Dating Apps Crack Down on Romance Scammers

Michael Steinbach, the head of global fraud detection at Citi and the former executive assistant director of the FBI’s National Security Branch, says that—broadly speaking—fraud has transitioned from “high-volume card thefts or just getting as much information very quickly to more sophisticated social engineering, where fraudsters spend more time conducting surveillance.” Dating apps are just a part of global fraud, he adds, and high-volume fraud still occurs. But for scammers, he says, “the rewards are much greater if you can spend time obtaining the trust and confidence of your victim.”

Steinbach says he advises consumers, whether on a banking app or a dating app, to approach certain interactions with a healthy amount of skepticism. “We have a catchphrase here: Don’t take the call, make the call,” Steinbach says. “Most fraudsters, no matter how they’re putting it together, are reaching out to you in an unsolicited way.” Be honest with yourself; if someone seems too good to be true, they probably are. And keep conversations on-platform—in this case, on the dating app—until real trust has been established. According to the FTC, about 40 percent of romance scam loss reports with “detailed narratives” (at least 2,000 characters in length) mention moving the conversation to WhatsApp, Google Chat, or Telegram.
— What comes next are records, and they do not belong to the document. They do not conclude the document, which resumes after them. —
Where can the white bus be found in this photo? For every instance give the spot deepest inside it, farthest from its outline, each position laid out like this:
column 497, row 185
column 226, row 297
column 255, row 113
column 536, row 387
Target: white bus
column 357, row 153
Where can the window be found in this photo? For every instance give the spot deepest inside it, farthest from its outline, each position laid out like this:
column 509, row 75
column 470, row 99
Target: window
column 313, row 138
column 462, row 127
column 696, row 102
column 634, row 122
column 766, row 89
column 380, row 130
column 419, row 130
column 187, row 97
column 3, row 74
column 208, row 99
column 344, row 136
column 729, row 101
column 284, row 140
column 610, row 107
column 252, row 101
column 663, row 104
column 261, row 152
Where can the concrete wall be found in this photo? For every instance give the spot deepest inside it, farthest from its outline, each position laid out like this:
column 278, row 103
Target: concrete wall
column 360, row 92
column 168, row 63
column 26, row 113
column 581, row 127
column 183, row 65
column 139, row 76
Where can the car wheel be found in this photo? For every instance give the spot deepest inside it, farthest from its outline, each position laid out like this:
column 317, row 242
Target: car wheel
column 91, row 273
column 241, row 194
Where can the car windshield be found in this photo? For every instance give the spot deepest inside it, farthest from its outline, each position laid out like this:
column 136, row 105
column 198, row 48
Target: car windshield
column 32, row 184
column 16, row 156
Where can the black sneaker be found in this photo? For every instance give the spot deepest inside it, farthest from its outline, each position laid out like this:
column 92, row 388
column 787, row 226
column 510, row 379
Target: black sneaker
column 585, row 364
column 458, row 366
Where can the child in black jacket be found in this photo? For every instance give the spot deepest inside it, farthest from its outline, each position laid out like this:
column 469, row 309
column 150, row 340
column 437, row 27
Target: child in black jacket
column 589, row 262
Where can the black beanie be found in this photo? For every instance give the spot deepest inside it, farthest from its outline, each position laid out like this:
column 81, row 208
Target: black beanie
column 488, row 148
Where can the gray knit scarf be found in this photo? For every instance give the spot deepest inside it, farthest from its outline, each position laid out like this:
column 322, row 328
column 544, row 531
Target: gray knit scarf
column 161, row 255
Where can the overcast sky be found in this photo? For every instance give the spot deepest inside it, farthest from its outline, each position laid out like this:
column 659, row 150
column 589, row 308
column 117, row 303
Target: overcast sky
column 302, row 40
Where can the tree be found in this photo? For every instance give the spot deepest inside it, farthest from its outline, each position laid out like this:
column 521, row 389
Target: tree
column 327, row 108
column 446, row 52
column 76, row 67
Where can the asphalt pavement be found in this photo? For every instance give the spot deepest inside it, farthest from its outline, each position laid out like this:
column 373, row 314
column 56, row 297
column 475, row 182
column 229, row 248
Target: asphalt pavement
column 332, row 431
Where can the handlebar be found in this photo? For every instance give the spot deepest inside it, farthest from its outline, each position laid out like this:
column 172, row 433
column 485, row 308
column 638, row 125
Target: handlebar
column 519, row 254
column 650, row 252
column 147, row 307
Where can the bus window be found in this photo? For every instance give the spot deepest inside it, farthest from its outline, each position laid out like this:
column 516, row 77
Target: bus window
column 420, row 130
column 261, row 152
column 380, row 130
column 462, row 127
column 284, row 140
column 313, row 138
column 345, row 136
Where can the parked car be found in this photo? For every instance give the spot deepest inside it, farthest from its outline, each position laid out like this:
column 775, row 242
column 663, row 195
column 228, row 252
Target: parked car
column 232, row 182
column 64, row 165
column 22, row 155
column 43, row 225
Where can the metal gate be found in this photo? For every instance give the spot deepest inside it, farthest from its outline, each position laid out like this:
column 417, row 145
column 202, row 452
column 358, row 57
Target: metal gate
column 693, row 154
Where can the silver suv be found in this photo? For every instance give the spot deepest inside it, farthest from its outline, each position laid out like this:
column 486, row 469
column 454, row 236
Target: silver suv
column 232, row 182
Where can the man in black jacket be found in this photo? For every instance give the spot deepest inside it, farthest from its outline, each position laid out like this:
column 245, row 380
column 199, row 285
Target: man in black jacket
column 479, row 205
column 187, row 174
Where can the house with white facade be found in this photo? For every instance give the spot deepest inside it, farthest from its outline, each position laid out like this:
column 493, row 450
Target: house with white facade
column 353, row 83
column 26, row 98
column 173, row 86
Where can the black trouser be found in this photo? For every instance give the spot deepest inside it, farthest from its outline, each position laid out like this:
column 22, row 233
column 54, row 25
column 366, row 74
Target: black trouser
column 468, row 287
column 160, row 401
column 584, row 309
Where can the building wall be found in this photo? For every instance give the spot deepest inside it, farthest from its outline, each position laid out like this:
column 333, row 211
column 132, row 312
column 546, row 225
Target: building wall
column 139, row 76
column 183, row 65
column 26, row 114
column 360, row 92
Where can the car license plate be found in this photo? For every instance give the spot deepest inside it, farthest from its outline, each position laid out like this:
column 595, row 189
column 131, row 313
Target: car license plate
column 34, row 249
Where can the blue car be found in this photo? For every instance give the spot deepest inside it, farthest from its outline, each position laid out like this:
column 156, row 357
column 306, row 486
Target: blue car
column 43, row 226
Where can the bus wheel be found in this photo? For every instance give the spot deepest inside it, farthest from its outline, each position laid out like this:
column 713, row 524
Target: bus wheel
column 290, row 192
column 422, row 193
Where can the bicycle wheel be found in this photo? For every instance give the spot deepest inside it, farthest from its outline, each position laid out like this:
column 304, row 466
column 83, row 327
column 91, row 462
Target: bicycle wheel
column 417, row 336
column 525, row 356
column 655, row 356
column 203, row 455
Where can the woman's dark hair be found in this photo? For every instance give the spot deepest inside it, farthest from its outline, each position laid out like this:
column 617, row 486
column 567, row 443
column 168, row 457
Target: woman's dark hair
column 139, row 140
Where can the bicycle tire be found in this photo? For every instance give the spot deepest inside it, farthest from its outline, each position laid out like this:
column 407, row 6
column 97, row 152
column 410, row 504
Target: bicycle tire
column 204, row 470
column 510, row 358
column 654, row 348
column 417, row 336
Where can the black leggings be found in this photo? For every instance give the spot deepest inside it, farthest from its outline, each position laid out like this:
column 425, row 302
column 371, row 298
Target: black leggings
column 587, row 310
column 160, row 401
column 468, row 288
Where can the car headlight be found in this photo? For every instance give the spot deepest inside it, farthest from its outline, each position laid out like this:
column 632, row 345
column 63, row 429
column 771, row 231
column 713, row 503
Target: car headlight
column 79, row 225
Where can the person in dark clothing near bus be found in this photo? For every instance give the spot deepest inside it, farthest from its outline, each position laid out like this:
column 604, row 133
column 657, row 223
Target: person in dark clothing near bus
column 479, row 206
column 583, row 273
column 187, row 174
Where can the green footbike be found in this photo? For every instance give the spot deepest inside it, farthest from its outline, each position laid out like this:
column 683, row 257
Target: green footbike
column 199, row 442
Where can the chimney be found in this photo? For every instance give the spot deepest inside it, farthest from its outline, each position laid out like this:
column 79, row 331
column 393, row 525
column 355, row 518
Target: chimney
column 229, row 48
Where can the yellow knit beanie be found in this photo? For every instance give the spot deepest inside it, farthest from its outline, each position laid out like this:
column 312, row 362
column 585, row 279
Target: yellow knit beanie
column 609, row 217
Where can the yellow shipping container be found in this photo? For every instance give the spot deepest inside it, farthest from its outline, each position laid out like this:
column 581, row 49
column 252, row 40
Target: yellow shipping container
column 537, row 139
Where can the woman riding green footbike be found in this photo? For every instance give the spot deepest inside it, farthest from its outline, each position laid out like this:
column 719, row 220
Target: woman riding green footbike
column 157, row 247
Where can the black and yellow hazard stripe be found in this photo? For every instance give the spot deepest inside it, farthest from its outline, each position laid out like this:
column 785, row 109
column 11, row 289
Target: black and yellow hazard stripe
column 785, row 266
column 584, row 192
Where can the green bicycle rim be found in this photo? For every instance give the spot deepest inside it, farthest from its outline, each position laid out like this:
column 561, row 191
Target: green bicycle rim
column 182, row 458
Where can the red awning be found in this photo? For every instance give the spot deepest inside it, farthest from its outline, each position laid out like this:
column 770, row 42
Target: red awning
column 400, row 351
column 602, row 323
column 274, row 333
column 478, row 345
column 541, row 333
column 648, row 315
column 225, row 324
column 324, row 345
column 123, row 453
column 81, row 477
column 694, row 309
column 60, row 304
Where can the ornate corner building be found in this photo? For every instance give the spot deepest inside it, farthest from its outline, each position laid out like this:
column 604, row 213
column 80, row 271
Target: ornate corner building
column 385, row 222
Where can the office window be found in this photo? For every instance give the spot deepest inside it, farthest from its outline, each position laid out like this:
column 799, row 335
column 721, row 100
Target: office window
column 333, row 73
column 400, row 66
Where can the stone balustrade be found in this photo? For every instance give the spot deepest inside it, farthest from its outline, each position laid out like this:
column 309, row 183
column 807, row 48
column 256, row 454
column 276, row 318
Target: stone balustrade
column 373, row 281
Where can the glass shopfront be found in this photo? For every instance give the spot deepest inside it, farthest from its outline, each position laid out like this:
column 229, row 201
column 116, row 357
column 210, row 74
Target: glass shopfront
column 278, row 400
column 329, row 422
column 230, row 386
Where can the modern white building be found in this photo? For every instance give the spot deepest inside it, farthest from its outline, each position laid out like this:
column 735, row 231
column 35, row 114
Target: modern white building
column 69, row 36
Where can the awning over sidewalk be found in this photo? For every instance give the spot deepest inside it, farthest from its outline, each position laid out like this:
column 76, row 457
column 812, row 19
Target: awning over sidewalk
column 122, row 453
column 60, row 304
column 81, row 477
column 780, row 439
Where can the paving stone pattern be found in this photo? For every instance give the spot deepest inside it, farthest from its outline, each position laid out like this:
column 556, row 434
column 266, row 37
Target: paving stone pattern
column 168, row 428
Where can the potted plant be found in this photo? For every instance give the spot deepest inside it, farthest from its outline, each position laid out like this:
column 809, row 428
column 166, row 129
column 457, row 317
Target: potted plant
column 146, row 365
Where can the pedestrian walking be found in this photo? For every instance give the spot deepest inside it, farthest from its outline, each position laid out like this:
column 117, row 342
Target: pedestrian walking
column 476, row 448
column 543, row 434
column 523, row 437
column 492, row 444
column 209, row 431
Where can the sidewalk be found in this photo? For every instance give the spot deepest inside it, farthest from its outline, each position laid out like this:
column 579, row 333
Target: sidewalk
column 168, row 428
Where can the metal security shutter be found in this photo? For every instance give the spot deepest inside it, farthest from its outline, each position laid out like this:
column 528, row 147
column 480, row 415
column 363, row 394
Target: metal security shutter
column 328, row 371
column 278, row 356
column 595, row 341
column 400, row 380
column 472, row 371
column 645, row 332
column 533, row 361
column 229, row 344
Dating app companies have responded to the uptick in scams by rolling out manual tools and AI-powered ones that are engineered to spot a potential problem. Several of Match Group’s apps now use photo or video verification features that encourage users to capture images of themselves directly within the app. These are then run through machine-learning tools to try to determine the validity of the account, rather than letting someone upload a previously captured photo that might be stripped of its telling metadata. (A WIRED report on dating app scams from October 2022 pointed out that at the time, Hinge did not have this verification feature, though Tinder did.)

For an app like Grindr, which serves predominantly men in the LGBTQ community, the tension between privacy and safety is greater than it might be on other apps, says Alice Hunsberger, who is vice president of customer experience at Grindr and whose role includes overseeing trust and safety. “We don’t require a face photo of every person on their public profile because a lot of people don’t feel comfortable having a photo of themselves publicly on the internet associated with an LGBTQ app,” Hunsberger says. “This is especially important for people in countries that aren’t always as accepting of LGBTQ people or where it’s even illegal to be a part of the community.”

Hunsberger says that for large-scale bot scams, the app uses machine learning to process metadata at the point of sign-up, relies on SMS phone verification, and then tries to spot patterns of people using the app to send messages more quickly than a real human might. When users do upload photos, Grindr can spot when the same photo is being used over and over again across different accounts. And it encourages people to use video chat within the app itself as a way to avoid catfishing or pig-butchering scams.

Kozoll, from Tinder, says that some of the company’s “most sophisticated work” is in machine learning, though he declined to share details on how those tools work, since bad actors could use the information to skirt the systems. “As soon as someone registers, we’re trying to understand, ‘Is this a real person? And are they a person with good intentions?’”

Ultimately, though, AI will only do so much. Humans are both the scammers and the weak link on the other side of the scam, Steinbach says. “In my mind, it boils down to one message: You have to be situationally aware. I don’t care what app it is, you can’t rely on only the tool itself.”